The production of Francis Poulenc's opera Dialogues des Carmélites at the Opéra National de Paris (Bastille) right now was designed in 1999 by Francesca Zambello (who created the Billy Budd most recently shown here at the Washington National Opera). An excerpt from Marie-Aude Roux's article (Dawn Upshaw, le libre chant d'une soprano, November 3) on American soprano Dawn Upshaw, singing the role of Blanche, for Le Monde:

Twelve years ago, she landed here, in a backpack and rain poncho. The unforgettable Angel of Messiaen's Saint François d'Assise, staged by Peter Sellars at the Opéra Bastille, the kiss of a saving voice, good as consolation, miraculous healing spring for all the world's lepers. Then there was Stravinsky's The Rake's Progress, this time a more terrestrial angel, Anne Truelove, one of her signature roles, the face of love itself whose luminous unraveling she brought to Lyon, Boston, Salzburg, Paris.

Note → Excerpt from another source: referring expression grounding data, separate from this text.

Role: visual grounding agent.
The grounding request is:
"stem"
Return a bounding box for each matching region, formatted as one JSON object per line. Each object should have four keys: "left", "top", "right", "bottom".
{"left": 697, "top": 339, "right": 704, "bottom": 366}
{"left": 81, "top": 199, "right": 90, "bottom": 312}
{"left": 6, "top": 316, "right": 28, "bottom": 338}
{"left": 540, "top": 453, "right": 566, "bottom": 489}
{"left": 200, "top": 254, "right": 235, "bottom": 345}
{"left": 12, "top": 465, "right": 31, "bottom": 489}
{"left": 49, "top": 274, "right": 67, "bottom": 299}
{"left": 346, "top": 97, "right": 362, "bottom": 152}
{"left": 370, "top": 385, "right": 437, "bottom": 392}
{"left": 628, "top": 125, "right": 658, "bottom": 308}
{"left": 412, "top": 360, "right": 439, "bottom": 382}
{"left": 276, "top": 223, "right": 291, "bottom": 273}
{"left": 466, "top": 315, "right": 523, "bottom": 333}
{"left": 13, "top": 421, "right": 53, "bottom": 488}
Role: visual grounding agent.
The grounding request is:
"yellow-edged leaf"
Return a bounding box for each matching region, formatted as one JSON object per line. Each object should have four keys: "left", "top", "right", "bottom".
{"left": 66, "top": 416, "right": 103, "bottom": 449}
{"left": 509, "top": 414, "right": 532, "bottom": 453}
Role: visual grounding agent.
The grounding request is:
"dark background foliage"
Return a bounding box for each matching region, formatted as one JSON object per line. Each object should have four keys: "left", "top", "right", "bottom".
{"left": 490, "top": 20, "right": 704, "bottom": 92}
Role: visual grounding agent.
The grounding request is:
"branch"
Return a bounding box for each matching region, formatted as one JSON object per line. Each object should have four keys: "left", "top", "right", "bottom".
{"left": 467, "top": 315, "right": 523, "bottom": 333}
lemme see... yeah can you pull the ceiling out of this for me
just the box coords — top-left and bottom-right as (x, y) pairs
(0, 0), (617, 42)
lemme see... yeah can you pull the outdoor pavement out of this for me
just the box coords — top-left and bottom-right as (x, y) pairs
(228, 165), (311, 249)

And then the overwhelming and triumphant Theodora by Handel, in 1996, at the Glyndebourne Festival, directed by William Christie.

"I cannot say how much Peter Sellars changed my life. He is one of the most musical and humanely generous people I have ever met, a medium able to use you, your life, what you know, and what you don't know, so well that working with him was like a revelation for me." A revelation for us was her glowing Mélisande in Debussy's Pelléas, at the Palais Garnier, at once so present on the stage and so extraordinarily otherworldly, so fragile, so dense in the suspended vision of Bob Wilson, that it was almost frightening.
I've only found one review so far, by Philippe Herlin (Des Dialogues de caractère, November 3) for ConcertoNet.com.